Feature Availability
Self-Hosted DataHub
DataHub Cloud
Private Beta

Starting in DataHub Cloud v1.0.1, Agents is in Private Beta and available only on DataHub Cloud. To enable this feature for your organization, contact the DataHub team.

Agents lets you create custom AI agents that can autonomously execute tasks against your metadata graph — on a schedule, in response to events, or on demand. Each agent can be configured with specific instructions, tools, plugins, and a scoped view of your data ecosystem.

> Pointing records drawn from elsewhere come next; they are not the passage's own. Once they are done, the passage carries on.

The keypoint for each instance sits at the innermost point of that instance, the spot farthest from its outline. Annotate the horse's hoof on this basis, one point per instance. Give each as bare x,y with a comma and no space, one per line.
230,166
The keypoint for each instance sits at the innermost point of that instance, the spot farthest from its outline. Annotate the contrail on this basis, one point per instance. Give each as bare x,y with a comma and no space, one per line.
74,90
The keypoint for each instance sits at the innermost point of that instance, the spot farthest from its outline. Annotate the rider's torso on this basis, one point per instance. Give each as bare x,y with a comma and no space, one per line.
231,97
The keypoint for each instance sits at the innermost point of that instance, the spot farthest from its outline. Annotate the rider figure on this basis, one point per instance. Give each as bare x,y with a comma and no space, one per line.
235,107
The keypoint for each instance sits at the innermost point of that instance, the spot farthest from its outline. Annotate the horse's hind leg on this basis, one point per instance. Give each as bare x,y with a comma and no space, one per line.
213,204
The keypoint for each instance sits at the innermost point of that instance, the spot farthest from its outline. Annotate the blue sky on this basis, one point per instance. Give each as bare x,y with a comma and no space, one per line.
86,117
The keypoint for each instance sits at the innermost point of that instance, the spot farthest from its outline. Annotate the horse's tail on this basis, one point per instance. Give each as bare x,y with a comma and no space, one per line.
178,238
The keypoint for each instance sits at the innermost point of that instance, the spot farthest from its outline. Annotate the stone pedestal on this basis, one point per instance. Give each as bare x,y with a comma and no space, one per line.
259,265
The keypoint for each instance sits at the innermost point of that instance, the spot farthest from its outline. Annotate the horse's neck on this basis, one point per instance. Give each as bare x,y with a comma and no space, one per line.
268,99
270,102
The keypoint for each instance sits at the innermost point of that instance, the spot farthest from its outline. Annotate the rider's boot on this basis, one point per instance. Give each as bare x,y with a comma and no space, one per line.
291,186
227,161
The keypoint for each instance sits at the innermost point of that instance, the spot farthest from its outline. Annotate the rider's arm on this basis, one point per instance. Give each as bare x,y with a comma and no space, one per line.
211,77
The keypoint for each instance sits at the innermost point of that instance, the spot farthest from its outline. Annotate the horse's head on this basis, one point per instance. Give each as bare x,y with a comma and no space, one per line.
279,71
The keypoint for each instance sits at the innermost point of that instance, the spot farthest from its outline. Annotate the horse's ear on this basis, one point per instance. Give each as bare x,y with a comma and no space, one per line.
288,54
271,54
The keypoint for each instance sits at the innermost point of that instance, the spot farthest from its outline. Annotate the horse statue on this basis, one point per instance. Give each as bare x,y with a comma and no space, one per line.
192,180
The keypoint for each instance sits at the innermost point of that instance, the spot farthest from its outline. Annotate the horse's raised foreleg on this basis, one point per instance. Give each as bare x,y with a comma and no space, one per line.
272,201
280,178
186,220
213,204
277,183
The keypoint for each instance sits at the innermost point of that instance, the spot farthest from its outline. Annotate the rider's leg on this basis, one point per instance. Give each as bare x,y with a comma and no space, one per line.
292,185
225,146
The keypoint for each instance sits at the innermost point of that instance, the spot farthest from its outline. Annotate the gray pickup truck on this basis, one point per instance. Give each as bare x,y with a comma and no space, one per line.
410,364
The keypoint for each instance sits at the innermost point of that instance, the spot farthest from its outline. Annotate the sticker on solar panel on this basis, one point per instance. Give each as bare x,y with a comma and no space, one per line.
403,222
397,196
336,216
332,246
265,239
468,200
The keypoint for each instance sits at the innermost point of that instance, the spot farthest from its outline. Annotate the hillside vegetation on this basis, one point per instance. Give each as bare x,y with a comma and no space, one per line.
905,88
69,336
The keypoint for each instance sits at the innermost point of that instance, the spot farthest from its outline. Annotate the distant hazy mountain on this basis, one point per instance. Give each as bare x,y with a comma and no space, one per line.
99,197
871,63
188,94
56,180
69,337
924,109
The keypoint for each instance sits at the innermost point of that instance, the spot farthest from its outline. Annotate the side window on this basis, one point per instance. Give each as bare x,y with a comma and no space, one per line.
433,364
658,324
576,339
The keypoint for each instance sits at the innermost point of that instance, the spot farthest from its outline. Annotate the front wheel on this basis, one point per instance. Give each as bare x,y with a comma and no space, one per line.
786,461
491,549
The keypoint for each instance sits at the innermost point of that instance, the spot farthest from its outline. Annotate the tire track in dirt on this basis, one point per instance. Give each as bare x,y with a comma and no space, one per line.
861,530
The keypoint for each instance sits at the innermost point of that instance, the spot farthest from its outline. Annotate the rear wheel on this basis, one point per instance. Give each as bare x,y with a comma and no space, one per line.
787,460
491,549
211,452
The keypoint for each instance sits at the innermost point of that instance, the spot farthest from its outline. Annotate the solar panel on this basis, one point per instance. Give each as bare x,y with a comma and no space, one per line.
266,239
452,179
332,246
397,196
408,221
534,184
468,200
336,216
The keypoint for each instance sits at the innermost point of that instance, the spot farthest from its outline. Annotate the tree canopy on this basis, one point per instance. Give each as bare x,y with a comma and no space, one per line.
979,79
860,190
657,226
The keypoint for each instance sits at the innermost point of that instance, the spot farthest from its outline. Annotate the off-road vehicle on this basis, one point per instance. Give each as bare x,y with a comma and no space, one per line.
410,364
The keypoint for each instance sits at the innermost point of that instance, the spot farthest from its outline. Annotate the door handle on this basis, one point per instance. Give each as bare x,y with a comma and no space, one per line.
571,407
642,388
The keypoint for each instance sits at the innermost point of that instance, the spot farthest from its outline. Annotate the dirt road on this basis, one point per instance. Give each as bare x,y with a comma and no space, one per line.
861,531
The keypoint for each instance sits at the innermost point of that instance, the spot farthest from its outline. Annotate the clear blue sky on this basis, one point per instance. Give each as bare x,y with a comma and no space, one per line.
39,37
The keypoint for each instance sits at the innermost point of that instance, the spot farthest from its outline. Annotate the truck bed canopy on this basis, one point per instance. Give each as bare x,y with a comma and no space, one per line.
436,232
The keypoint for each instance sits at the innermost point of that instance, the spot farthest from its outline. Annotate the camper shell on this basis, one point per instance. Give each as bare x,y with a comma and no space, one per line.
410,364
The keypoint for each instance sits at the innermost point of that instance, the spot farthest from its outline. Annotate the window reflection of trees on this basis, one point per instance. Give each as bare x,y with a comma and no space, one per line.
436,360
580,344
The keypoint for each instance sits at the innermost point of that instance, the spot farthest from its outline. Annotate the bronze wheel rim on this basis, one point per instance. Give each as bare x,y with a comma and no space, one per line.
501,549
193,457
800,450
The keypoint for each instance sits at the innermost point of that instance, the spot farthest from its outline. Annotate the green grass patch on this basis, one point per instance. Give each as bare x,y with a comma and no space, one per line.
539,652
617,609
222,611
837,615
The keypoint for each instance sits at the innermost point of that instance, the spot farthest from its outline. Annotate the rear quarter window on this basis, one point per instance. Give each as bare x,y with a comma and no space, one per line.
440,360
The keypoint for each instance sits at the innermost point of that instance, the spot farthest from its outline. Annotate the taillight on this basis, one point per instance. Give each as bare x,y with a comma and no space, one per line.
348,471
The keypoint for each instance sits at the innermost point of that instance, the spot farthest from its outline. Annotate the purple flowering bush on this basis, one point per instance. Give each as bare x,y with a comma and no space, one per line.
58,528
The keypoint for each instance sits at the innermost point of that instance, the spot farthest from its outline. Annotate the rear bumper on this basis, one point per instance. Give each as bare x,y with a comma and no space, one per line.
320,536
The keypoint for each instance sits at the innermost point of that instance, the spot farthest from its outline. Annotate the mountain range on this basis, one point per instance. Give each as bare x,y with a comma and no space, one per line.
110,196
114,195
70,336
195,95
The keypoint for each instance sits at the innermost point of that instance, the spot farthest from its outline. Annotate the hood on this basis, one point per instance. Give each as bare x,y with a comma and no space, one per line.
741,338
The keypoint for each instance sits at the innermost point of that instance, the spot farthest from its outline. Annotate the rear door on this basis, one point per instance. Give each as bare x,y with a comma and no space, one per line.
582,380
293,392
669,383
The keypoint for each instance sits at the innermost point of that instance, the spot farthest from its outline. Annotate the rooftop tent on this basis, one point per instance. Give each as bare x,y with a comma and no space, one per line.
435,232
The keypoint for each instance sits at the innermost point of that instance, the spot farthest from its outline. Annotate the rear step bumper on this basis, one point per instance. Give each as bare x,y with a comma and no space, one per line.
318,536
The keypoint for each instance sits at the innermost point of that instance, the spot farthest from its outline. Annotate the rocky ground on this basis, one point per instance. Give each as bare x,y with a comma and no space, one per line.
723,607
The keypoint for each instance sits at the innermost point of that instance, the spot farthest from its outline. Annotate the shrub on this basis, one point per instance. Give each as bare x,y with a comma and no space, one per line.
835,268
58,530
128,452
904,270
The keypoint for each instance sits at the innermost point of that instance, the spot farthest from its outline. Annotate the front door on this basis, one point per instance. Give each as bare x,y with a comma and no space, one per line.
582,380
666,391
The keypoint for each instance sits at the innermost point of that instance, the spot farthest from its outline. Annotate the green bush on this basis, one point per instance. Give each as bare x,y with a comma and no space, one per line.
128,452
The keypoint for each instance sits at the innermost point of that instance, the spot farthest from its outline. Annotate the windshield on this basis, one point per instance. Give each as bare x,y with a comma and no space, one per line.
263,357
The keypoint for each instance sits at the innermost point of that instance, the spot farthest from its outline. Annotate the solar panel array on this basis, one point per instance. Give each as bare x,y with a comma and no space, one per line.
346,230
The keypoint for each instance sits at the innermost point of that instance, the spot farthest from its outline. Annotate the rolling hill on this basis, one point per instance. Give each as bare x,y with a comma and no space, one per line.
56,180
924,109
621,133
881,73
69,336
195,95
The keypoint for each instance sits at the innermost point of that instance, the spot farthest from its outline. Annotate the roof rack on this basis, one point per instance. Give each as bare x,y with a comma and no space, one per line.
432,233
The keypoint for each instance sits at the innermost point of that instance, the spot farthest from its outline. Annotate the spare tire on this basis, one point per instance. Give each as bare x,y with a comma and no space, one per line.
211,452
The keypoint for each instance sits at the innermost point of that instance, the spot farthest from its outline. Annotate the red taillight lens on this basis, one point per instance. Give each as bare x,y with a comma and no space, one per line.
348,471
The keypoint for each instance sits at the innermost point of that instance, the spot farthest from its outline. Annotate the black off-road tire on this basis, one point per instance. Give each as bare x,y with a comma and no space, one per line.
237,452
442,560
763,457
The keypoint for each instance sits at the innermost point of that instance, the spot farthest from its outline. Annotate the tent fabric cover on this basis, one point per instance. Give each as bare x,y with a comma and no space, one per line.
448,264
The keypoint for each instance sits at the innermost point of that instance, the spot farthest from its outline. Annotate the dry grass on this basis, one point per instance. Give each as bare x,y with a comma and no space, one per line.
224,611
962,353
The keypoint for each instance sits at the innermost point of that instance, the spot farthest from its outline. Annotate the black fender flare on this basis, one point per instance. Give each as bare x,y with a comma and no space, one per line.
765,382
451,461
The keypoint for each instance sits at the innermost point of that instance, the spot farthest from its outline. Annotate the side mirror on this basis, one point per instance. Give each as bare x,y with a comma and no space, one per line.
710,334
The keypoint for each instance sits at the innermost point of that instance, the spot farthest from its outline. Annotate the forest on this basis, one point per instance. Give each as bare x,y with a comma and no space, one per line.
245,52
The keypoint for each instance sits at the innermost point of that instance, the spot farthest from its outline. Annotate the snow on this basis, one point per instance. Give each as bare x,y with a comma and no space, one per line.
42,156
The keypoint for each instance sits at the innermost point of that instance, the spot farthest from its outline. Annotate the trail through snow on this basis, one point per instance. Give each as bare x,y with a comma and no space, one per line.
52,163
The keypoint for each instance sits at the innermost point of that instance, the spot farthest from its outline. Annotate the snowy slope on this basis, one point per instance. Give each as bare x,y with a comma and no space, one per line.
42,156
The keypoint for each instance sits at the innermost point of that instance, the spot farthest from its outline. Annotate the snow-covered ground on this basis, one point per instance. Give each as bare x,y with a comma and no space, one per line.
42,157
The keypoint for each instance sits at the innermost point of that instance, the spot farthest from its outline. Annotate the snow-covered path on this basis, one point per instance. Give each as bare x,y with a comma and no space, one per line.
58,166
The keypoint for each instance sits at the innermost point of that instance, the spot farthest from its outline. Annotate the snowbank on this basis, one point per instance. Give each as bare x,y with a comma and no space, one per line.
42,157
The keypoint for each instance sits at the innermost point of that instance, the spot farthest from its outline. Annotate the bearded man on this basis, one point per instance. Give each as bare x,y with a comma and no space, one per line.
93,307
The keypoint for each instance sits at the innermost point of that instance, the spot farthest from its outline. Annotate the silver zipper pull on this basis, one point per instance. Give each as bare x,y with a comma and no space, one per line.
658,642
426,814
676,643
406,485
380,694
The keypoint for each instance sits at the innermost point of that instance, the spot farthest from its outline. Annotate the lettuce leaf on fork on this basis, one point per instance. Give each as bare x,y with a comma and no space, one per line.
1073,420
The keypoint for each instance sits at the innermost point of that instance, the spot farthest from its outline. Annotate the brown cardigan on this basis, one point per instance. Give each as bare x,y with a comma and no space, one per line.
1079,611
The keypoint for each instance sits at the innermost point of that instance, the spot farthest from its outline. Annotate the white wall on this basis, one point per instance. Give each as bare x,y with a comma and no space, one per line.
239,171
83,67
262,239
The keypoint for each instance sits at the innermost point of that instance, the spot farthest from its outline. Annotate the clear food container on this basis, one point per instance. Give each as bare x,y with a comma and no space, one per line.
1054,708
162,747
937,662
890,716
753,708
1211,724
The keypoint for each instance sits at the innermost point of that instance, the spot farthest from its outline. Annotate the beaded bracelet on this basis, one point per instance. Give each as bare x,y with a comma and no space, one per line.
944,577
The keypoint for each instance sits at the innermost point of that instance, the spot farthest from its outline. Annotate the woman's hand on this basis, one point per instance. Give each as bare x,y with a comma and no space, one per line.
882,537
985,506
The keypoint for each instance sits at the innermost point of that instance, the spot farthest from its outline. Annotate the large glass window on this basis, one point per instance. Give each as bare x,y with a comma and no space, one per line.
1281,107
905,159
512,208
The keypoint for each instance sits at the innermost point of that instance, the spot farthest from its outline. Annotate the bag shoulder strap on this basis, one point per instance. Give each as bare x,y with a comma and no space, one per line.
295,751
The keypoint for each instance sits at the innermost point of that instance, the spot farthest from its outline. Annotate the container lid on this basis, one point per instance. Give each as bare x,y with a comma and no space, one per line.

Agents extends Ask DataHub from a conversational assistant into an automation platform with three core concepts:

  • Agents — Custom, purpose-built AI agents with tailored instructions, tool access, and scope
  • Tasks — Repeatable units of work assigned to an agent, triggered manually, on a schedule, or by events
  • Decisions — Human-in-the-loop checkpoints where an agent pauses and requests input before continuing

Example Use Cases

  • Data discovery agents — Create agents scoped to specific parts of your ecosystem, such as a "Snowflake Production" agent or a "Marketing Domain" agent, helping users explore and browse relevant data assets through natural conversation.
  • Data quality and governance reports — Schedule tasks that generate reports on documentation coverage, ownership gaps, classification status, or assertion health across your data assets.
  • Data analytics and debugging agents — Build agents with AI Plugins to take action directly in tools like Snowflake, GitHub, and more — enabling workflows like query debugging, schema analysis, or cross-platform investigation.

Prerequisites

To manage agents, tasks, and decisions, a user must have the Manage Agents platform privilege. Without it, the Agents section is hidden from the navigation sidebar.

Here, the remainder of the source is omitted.